Saturday, November 3, 2012

Roadmaps, GPS, and details

Sometimes I feel lost in my own life.

It feels a little crazy to say that because I have been actively involved in the decisions that lead me to where I am right now, but it's true. I'm feeling lost.

I think part of this is due to the shock of working full time and no longer measuring my life in four-month segments (September-December, January-April, May-August: the seasons of a student). For the first 23 years of my life, I basically knew what the plan was (well .. the first four years I didn't really give a damn, and then I started kindergarten). School from September to June. Summer. Repeat. Graduate high school. School from September to April. Summer. Rinse and repeat.

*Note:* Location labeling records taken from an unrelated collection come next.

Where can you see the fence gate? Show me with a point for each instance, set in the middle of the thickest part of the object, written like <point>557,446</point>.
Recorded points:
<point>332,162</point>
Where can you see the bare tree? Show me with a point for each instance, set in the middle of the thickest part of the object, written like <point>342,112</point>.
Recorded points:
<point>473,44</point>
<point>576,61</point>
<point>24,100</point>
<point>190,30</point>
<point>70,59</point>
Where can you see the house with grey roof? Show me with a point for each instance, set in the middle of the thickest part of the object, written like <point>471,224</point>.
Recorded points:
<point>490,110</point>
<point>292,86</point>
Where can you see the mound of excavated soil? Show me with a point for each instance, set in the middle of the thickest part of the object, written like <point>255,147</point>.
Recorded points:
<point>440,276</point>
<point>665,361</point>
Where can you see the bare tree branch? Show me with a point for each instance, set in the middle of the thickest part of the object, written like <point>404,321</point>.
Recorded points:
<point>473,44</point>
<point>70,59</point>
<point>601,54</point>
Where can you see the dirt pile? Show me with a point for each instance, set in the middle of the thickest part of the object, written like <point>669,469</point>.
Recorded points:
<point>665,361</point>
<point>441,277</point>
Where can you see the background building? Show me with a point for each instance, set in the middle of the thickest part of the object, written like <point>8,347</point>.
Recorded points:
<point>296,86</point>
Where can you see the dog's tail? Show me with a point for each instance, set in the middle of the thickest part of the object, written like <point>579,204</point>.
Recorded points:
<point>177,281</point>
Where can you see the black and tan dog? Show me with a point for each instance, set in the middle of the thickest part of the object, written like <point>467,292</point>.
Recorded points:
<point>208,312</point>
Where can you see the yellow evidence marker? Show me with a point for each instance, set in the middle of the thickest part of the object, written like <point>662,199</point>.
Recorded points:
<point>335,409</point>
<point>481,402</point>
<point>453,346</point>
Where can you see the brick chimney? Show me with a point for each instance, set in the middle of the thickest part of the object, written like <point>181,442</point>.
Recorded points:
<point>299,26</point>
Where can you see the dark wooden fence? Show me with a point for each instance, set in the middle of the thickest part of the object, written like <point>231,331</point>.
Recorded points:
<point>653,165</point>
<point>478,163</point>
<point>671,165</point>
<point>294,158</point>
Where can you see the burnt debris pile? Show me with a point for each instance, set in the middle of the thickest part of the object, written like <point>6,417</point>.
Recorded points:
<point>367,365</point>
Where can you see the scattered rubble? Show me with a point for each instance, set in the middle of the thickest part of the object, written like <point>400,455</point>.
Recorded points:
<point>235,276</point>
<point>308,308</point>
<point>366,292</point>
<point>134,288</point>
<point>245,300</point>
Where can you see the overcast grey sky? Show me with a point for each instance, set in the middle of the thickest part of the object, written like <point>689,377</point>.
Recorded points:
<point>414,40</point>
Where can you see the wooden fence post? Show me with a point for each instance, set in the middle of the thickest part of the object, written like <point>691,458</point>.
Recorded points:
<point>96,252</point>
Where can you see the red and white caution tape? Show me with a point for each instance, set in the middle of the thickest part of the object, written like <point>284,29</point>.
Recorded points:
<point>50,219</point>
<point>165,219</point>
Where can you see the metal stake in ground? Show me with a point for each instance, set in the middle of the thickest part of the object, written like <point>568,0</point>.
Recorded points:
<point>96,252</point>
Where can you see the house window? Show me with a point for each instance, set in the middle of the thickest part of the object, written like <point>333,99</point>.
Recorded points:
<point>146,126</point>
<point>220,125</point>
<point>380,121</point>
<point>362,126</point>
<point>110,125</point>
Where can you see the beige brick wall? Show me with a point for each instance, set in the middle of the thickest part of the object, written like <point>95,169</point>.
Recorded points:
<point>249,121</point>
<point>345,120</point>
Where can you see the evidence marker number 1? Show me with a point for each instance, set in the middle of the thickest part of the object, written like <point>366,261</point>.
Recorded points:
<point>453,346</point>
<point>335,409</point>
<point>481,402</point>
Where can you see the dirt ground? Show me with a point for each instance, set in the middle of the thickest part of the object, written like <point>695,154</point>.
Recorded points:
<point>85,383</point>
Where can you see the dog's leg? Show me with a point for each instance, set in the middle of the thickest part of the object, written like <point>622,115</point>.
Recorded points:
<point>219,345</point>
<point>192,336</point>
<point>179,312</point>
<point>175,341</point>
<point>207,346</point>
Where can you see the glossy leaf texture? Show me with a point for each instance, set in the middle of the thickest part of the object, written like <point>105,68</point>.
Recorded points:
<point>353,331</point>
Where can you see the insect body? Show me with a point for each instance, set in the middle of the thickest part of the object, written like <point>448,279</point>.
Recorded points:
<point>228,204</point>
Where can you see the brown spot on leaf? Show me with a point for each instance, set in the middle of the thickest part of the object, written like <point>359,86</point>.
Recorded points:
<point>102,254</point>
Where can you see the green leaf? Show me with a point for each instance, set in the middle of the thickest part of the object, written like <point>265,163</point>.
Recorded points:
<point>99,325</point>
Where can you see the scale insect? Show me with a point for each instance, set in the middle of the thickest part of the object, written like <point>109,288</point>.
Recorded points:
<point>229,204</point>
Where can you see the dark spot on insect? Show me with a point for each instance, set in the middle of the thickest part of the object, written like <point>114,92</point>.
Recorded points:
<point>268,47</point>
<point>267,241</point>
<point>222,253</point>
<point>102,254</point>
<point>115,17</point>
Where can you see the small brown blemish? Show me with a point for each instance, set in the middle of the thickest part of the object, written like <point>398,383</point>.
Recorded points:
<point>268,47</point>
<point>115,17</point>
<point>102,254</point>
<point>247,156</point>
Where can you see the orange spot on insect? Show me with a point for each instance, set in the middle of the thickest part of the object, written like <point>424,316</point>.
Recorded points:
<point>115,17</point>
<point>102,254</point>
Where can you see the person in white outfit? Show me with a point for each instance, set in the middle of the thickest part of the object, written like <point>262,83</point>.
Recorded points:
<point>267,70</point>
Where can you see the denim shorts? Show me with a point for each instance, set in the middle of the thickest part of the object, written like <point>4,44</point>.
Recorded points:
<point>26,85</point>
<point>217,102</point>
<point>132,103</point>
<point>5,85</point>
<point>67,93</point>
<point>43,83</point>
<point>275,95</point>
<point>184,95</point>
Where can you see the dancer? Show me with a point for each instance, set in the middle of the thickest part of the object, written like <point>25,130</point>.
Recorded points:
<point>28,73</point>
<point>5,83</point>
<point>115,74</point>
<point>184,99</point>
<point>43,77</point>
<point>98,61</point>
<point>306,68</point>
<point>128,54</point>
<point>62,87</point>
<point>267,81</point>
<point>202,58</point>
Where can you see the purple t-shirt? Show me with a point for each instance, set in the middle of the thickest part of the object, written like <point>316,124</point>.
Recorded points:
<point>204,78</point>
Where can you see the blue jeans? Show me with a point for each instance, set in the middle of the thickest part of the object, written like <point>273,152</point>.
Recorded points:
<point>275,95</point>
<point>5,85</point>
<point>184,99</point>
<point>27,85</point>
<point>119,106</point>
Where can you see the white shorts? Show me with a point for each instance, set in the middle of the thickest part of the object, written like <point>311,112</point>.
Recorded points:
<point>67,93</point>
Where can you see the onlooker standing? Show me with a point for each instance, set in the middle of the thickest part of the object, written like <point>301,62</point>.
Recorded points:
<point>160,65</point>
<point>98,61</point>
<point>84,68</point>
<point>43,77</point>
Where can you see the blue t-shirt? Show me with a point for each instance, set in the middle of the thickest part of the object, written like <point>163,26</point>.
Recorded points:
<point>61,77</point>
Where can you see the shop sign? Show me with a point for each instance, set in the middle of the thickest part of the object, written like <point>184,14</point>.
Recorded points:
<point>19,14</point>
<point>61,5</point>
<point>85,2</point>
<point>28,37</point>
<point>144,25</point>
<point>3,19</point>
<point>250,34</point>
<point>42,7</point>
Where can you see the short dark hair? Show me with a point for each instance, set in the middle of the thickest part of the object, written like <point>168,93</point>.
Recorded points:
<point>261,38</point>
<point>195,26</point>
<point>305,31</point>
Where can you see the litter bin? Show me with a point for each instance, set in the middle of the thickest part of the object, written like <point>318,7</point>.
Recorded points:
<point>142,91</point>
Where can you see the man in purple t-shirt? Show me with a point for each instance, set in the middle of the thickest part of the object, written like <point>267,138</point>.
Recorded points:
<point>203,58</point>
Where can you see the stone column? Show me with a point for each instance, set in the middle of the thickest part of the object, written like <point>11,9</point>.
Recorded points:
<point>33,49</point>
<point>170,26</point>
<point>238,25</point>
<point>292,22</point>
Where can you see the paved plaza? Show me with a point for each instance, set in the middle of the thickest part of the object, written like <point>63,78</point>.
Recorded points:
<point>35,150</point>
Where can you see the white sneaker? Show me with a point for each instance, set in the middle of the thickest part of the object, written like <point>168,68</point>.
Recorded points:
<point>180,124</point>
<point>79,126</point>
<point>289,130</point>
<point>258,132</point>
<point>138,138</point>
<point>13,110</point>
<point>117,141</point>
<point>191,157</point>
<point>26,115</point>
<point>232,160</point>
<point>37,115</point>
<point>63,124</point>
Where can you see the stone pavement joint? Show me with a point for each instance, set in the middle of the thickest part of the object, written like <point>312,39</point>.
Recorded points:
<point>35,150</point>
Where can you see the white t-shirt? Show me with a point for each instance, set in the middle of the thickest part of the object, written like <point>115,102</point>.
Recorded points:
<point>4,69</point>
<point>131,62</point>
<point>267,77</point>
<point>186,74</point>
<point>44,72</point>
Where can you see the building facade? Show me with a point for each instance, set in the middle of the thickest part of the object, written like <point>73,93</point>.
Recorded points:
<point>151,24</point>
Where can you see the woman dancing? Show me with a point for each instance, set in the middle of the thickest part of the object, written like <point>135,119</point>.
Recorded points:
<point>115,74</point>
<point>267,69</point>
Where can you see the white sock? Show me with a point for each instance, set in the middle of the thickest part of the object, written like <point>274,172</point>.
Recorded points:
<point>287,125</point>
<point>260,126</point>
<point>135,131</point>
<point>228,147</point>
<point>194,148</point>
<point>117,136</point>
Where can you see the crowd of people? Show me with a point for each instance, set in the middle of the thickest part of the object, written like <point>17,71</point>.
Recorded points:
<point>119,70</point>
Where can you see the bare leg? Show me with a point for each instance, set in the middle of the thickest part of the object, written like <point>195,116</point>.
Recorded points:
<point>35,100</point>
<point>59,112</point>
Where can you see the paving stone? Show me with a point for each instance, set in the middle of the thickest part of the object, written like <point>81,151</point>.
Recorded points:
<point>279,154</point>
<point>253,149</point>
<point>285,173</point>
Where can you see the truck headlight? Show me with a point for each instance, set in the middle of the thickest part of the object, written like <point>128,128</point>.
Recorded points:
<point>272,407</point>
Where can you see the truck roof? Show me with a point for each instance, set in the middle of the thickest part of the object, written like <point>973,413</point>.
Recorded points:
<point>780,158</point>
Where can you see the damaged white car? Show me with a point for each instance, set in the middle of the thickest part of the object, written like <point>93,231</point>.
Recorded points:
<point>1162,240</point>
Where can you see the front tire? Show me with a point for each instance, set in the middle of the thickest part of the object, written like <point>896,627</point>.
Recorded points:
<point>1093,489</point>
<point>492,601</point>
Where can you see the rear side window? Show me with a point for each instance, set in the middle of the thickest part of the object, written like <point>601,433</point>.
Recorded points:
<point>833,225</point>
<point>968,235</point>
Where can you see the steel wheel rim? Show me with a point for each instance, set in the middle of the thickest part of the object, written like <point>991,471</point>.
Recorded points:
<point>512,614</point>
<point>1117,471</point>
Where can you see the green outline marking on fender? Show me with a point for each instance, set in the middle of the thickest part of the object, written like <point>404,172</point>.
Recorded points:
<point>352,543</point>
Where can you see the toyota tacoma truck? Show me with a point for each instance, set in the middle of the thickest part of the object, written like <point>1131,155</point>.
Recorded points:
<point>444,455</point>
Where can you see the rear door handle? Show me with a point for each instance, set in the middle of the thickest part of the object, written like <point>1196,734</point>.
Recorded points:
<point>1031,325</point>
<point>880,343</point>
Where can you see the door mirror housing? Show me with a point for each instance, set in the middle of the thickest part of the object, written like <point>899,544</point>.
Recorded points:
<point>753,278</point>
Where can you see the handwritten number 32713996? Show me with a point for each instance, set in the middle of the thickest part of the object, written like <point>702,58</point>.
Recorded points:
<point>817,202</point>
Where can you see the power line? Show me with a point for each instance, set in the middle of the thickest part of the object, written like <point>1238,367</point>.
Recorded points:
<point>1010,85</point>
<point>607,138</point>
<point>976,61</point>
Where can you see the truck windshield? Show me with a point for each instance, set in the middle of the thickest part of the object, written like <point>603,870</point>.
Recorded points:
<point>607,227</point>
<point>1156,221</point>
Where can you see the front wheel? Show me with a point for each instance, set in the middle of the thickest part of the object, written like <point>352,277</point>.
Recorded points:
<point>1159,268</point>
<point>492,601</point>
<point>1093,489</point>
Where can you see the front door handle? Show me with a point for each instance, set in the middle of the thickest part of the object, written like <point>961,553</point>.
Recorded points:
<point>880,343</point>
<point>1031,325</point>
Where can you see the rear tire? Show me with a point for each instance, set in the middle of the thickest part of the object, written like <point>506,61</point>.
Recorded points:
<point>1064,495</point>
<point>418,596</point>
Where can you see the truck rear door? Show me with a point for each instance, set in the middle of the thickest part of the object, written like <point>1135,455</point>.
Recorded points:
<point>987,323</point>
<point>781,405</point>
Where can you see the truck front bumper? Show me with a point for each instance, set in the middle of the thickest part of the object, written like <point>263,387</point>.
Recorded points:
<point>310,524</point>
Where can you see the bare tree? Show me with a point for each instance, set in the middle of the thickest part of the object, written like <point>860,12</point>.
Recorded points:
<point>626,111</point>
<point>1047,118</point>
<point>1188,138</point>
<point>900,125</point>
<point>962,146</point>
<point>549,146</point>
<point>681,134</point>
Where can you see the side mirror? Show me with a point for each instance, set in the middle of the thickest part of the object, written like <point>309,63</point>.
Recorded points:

I speak only for myself here (although I'm sure lots of nurses can relate) when I say that nursing school was the most difficult thing I have ever done, and basically the only way to survive is to tuck your head down and run for the end. All of a sudden, four years have passed and you see your feet cross the finish line and you look up and .... you have no idea where you are. You got so focused on just surviving the day-to-day that you never took in your surroundings. My plans were graduate and get a job.

Well, mission accomplished. I have fulfilled that whole plan and currently don't have plans beyond get up and go to work. My brother says this is en expected feeling - that everything will settle into a sense of normalcy at about the six-month mark. Right now, however, it just feels scary.

My mother (and sister) take the cake on Type A personalities in my household [a fact for which I am extremely grateful because I HHHATE details and being organized], but I still like to have a working plan. Even if it's just a dream or a distant idea, I like to have some vague thought on what will be happening six, eight, twenty four months down the road.

Perhaps this is an exercise to improve my Type B-ness. Shucks.